На кладбище тишина: ни фашистов, ни полицаев. Зверь тоже ушёл. Что ему с покойниками рядом делать?
Чтобы согреться, пришлось Зинке чужую одежду брать. С мёртвых тел. Ботинки большие — с мужчины, у которого висок пулей пробит был, кровь пузырьком запеклась. Чулки старые — с бабки дряхлой; её-то за что? Нижнее, рубашку — с мальчишки, Зинки чуть постарше; у него руки-ноги перебиты были.
С кого ей ватник достался, Зинка не поняла; лица у человека не было — месиво.
Как Зинка из ямы выбиралась, одному Богу ведомо. Ногти на руках содрала. Лицо, и без того в синяках, до крови застывшими кусками глины исцарапала.
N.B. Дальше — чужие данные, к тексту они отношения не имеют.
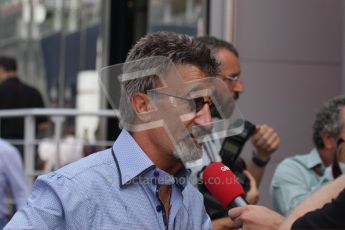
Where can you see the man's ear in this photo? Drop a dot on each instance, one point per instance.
(328, 140)
(142, 106)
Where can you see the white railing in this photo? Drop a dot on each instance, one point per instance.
(57, 117)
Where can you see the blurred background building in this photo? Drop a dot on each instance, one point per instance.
(291, 53)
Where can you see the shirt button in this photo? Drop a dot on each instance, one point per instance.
(159, 208)
(156, 173)
(154, 180)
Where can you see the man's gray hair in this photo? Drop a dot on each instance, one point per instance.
(178, 48)
(328, 119)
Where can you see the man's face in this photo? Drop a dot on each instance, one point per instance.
(230, 70)
(160, 137)
(2, 74)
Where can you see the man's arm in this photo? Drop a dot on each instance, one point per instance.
(266, 142)
(289, 187)
(317, 200)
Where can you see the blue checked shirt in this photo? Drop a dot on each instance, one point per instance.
(114, 189)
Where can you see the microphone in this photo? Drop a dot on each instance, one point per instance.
(224, 185)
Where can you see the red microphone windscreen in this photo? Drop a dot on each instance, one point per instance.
(222, 183)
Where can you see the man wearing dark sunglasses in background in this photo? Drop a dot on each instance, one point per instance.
(265, 140)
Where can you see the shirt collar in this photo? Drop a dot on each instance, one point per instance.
(133, 165)
(314, 159)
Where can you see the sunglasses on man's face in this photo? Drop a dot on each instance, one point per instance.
(197, 103)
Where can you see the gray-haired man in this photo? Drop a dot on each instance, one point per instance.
(140, 183)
Рисунок Василька увидела — обрадовалась. Правда, ни слёзинки не выбежало и улыбки не получилось, а силы откуда-то взялись. Вылезла Зинка из ямы.
Хотелось к своим. Тепла хотелось. Пить — хоть капельку воды. Хоть из лужи, хоть из болота! Снег не помогал, от него только хуже становилось — колотило так, что не слышала ничего, не видела. А на дорогу вышла — облава.
Сунули Зину в кузов грузовика к молодым девчонкам да парням, кто с Красной Армией уйти не успел, и на станцию железнодорожную. Там всех по вагонам, опять же грузовым, растолкали: сесть нельзя, только стоя — так тесно.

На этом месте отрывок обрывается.